The university. The car park. She’d been on the phone to her mother in California, fending off her ridiculous warnings about the killer on campus. It had been bright. Sunny. Afternoon. Then, in a snap, a different picture altogether, the curtain sailing closed and sailing open again on a horror-movie scene. The girl fighting with the hooded figure between the cars, rushing past her, a blur of heat. Run! Run! Caitlyn hadn’t run. Hadn’t done anything. And then he’d been right in front of her, impossibly fast, his fist swinging down towards her face.

Every story she’d ever heard of abduction and death and rape rushed through her mind, a whole catalogue of atrocities collected since she was a child and her teacher first taught them about Stranger Danger. True crime novels she’d browsed in airports. Macabre, late-night episodes of SVU, young girls being dragged out of sex dungeons, recounting atrocities, shivering in the witness stand. Now you are one of them, Caitlyn thought. Now your nightmare begins.

The man in front of the television was angry. His broad shoulders were high. She watched, wild-eyed, as he gripped the back of his shaven skull, ran a hand down his neck and back again, scratched hard. Caitlyn looked at the television screen just beyond him, the police leading a cuffed, black-haired man towards a waiting paddy wagon.
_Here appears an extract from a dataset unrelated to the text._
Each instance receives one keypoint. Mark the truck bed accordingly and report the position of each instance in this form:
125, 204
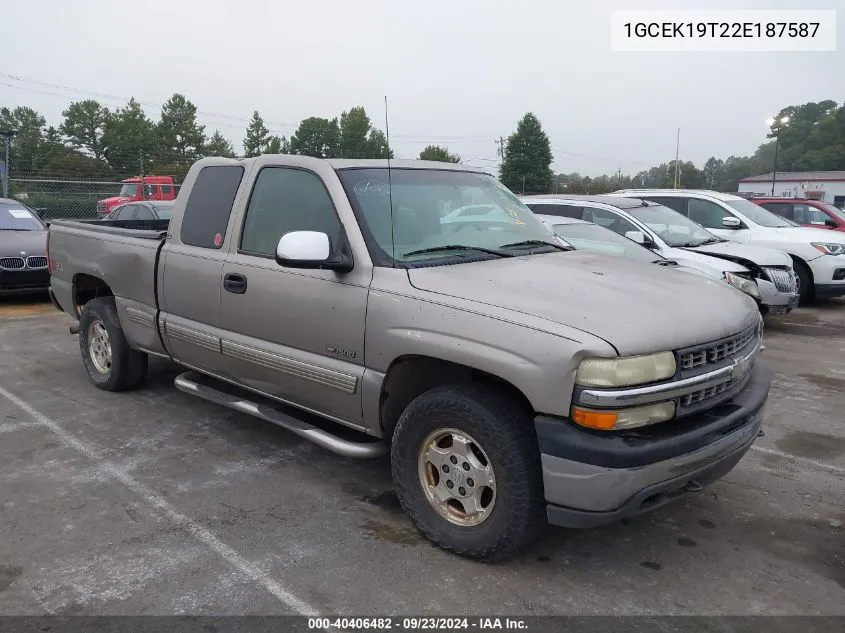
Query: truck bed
103, 257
‘… the arrest of Samuel Jacob Blue over the murders of three young women abducted from the area surrounding the University of Sydney campus. Police say Blue was apprehended in …’

‘This wasn’t the plan,’ the man with the shaved head murmured. He turned and glanced at Caitlyn where she sat huddled against the wall. He seemed to be assessing, his mind churning with decisions. ‘Fuck. Fuck!’

The rage rippled through him. She saw it creep up his arms until his neck tightened, the thick jugular standing out against sweat-sheened skin.

He turned and watched the screen and gripped his head again. ‘It wasn’t finished yet!’ Caitlyn watched as he knelt, almost shakily, before the screen. His fingers twitched, inches away from the glass, as Samuel Jacob Blue appeared, glancing fearfully at the crowd as the paddy wagon doors closed on him.

‘I need you,’ her captor said, his eyes locked on Blue. ‘I need you, Sam.’





Four months later …





Chapter 4


FOUR MONTHS. ONE hundred and twenty-seven days, to be exact. That’s how long my brother had been in prison for a crime he did not commit. I stood on the steps of the courthouse, ignoring my partner, trying to decide if my maths was correct. It was. As I waited, staring down at my ridiculous high heels, listening to the shouts of the crowd nearby, another day of Sam’s life was being lost. I drew hard on my cigarette, clutched the stupid pink handbag into my side. The passing seconds were agony. Waiting for the court to open once again on the circus that was the Georges River Killer case. Another day I would fail to bring him home.

I am a Sex Crimes detective with the Sydney police. I used to think I was pretty good at my job. Versatile. Adaptable. I had a keen sense for bad men, and I wasn’t afraid of bending the rules to make them admit what they were. A cracked tooth here, a broken finger there. I made men tremble in their seats. Harriet Blue: Terror at Five-Foot Two. While I was the natural enemy of the caged rape suspect, I could be also soft and gentle enough to coax a tiny, bruised child into revealing what his or her abuser had done, when no amount of coddling and bargaining by trained psychologists had struck paydirt.